ISRAEL - PALESTINIANS: The Israeli Supreme Court has ordered the government to re-route a section of the West Bank separation barrier Israel is building. The court today ruled that planners must change the route of the barrier near the Palestinian village of Bilin so it causes less harm to the area's residents. Palestinian villagers and their supporters have argued that the current route of the barrier, which runs through their village, kept them from their fields and orchards. They have protested at the construction site every Friday for than two years.
US - NOKOR: The top U.S. envoy on North Korea is dismissing Pyongyang's claim that Washington plans to remove it from a list of states that sponsor terrorism.

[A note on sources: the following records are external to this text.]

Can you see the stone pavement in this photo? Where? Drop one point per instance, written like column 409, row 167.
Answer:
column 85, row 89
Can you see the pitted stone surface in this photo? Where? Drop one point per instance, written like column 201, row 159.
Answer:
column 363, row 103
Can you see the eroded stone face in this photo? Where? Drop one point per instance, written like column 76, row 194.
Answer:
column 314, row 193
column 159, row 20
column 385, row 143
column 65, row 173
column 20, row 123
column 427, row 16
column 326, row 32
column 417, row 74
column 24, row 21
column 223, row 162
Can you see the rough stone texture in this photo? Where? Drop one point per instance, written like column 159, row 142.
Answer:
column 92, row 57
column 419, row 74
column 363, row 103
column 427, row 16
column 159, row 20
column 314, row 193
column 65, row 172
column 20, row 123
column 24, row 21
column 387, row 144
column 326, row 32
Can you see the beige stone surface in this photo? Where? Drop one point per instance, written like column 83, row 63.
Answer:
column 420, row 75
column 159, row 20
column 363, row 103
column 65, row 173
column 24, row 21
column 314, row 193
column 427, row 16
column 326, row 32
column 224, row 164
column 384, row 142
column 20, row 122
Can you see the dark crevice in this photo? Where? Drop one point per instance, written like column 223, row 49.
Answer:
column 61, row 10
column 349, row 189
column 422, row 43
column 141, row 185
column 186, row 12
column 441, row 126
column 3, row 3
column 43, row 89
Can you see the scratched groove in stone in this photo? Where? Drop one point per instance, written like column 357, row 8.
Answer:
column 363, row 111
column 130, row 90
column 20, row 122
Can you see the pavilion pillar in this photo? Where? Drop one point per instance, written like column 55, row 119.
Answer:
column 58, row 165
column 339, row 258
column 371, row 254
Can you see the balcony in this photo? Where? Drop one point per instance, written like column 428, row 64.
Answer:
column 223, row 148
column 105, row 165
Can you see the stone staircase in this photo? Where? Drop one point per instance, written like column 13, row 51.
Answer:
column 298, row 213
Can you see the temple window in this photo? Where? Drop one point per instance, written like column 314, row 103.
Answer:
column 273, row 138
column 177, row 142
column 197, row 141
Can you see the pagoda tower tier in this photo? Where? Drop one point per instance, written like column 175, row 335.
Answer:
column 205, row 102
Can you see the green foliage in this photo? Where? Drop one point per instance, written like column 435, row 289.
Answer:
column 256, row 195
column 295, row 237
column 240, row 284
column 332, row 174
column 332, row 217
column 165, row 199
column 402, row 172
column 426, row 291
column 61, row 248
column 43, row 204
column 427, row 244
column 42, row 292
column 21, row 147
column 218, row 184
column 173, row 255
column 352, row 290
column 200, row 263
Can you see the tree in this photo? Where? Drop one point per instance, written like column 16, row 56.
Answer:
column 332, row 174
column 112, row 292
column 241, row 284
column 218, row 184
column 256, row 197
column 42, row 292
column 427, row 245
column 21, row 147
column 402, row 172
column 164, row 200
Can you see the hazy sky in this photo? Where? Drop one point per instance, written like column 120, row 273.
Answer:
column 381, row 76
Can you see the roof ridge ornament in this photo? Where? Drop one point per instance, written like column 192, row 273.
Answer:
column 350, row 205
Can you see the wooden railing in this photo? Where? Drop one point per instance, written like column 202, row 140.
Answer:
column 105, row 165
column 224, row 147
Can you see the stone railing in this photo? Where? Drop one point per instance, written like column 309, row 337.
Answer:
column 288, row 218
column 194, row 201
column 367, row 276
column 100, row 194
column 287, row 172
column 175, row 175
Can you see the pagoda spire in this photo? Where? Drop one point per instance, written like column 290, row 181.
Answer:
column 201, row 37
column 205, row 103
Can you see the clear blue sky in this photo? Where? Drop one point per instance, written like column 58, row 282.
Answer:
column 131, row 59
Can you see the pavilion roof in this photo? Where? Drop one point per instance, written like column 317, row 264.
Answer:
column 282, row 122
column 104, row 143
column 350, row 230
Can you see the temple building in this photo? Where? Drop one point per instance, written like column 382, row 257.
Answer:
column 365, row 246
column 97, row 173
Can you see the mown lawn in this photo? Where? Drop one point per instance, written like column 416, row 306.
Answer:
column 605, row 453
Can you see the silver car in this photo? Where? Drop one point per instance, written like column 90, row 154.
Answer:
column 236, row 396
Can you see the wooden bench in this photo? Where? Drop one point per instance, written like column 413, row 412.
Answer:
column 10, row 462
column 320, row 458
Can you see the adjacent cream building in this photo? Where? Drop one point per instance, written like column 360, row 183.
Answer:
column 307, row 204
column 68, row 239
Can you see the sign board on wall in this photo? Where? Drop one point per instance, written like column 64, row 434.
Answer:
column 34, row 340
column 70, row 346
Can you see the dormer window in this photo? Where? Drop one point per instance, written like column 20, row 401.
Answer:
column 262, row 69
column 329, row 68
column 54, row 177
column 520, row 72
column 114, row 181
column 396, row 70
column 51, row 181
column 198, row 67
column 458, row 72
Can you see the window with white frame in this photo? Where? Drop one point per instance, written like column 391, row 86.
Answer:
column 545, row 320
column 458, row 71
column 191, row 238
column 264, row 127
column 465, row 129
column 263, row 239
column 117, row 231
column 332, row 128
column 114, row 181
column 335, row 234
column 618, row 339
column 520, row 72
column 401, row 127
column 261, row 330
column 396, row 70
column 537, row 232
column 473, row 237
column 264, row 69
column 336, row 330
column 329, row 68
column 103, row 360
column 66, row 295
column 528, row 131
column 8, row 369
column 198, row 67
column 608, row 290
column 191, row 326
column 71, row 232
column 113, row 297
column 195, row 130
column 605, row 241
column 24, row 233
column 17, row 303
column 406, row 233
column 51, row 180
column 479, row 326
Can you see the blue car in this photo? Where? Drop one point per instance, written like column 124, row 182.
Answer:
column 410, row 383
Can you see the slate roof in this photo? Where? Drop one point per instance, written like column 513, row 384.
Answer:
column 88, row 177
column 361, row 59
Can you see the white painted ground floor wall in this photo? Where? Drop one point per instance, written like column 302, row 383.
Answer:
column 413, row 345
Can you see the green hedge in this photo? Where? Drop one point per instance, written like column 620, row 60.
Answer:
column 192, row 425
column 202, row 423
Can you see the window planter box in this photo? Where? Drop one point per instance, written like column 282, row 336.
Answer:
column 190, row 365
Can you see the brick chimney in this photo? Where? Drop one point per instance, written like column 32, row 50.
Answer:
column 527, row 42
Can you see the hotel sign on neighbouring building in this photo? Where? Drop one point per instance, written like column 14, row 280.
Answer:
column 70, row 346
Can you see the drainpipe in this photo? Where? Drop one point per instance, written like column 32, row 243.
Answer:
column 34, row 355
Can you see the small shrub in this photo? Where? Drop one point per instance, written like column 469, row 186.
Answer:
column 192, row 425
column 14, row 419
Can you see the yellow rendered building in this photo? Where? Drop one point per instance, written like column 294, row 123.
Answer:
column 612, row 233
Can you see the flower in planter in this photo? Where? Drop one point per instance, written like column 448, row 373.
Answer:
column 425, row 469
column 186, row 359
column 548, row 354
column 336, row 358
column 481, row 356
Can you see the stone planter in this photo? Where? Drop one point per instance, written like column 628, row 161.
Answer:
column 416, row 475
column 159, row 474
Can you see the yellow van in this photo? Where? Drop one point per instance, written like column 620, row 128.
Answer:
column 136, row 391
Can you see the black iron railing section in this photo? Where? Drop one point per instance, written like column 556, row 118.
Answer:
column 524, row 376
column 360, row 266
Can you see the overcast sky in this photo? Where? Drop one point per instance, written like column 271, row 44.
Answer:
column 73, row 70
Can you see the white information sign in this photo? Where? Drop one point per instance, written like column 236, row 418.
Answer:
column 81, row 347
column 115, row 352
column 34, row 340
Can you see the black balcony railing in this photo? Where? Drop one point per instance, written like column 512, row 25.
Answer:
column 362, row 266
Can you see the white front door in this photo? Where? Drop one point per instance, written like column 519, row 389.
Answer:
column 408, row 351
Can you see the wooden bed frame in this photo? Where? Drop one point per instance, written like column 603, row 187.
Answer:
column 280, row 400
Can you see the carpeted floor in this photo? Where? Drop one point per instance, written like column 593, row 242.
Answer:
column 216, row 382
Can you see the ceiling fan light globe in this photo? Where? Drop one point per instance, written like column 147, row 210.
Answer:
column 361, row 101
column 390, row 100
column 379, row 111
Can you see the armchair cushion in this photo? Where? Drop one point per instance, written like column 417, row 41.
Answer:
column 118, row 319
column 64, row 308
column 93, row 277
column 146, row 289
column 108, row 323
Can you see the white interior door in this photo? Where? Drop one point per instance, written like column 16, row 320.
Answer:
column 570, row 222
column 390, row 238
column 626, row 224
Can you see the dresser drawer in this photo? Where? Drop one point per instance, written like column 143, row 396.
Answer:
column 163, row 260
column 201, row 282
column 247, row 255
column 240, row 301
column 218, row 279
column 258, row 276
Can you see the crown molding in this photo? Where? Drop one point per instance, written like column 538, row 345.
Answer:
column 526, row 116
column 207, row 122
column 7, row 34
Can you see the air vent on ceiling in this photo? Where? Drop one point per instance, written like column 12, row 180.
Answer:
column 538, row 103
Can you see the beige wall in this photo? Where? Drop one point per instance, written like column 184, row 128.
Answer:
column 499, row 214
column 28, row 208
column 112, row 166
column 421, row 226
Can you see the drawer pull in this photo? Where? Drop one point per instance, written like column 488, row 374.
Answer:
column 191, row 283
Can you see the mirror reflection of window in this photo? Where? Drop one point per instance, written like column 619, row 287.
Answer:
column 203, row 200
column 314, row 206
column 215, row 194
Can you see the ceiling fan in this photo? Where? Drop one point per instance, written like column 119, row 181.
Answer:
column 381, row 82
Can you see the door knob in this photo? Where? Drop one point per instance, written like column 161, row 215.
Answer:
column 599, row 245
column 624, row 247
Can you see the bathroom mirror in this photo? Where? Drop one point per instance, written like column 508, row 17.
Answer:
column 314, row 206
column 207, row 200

Assistant Secretary of State Christopher Hill told reporters in Sydney, Australia today that North Korea must further dismantle its nuclear program before it can be taken off the blacklist. North Korean state news reported Monday that Washington had decided to remove Pyongyang from the list and lift punitive sanctions against the country. It said the decision was made after Hill wrapped up talks with his North Korean counterpart Kim Kye Gwan in Geneva Sunday.
AUSTRALIA - APEC: President Bush is traveling to the Asia-Pacific Economic Cooperation forum in Australia, where protesters are expected to stage anti-Iraq war demonstrations. Mr. Bush is due to arrive in Sydney late today after stopping in Iraq on Monday. He is one of 21 leaders scheduled to gather for talks on world trade, regional economic cooperation and climate change during the week-long APEC summit. Ahead of the summit, Chinese President Hu Jintao stopped in western Australia and oversaw the signing of an energy deal today. The deal between Chinese and Australian companies will provide China with billions of dollars worth of liquefied natural gas.
CHINA - ETHNIC UNREST: A Hong Kong human rights group says clashes between minority Chinese Muslims and the Han majority in eastern China last month killed at least one person and injured 20 others. The Information Center for Human Rights and Democracy reported today that the fighting broke out in the coastal province of Shandong on August 17th after a group of Han Chinese beat a Hui man who was caught stealing. The center says angry Hui Muslims then stormed the commercial district of the town of Shimiao. Four police vehicles were damaged in the riot. Local government officials have declined to comment on the incident, and state media generally do not report on ethnic clashes.
BURMA - THAILAND: Thai and Burmese officials say an attack on the site of a controversial hydropower dam project in Burma has killed a Thai worker. Officials say the surveyor was killed Sunday at the site in Karen state. Burmese state media blame Sunday's attack on the rebel Karen National Union, which has been fighting for greater autonomy from Burma's military government. But the rebels told the Reuters news agency they believe Burmese troops carried out the attack to discredit their group. The Electricity Generating Authority of Thailand is building the one-billion dollar dam.
UN - SUDAN - DARFUR: U.N. Secretary-General Ban Ki-moon has arrived in the city of Juba, seat of the regional southern Sudanese government. Ahead of his arrival, the secretary-general said he plans to show the U.N.'s commitment to the 2005 peace deal that ended Sudan's north-south civil war. Southern Sudanese leaders have accused the government in Khartoum of not living up to the 2005 agreement, which created an autonomous government in the south and calls for the establishment of two separate armies. The accord ended a 21-year war between Sudan's northern Islamist government and the mainly Christian and animist southern rebels.
HURRICANE FELIX: U.S. meteorologists say Hurricane Felix has reached its highest intensity as it arrives just off northeastern Nicaragua. Weather forecasters are warning that the storm has again reached the top strength level - Category Five - and is very dangerous. The U.S. National Hurricane Center says the center of the storm is expected to soon cross the coastline of Nicaragua, near the border of Honduras. Thousands of people have evacuated the countries' coastal areas to try to escape the wrath of the powerful storm, which has winds of nearly 260 kilometers-per-hour.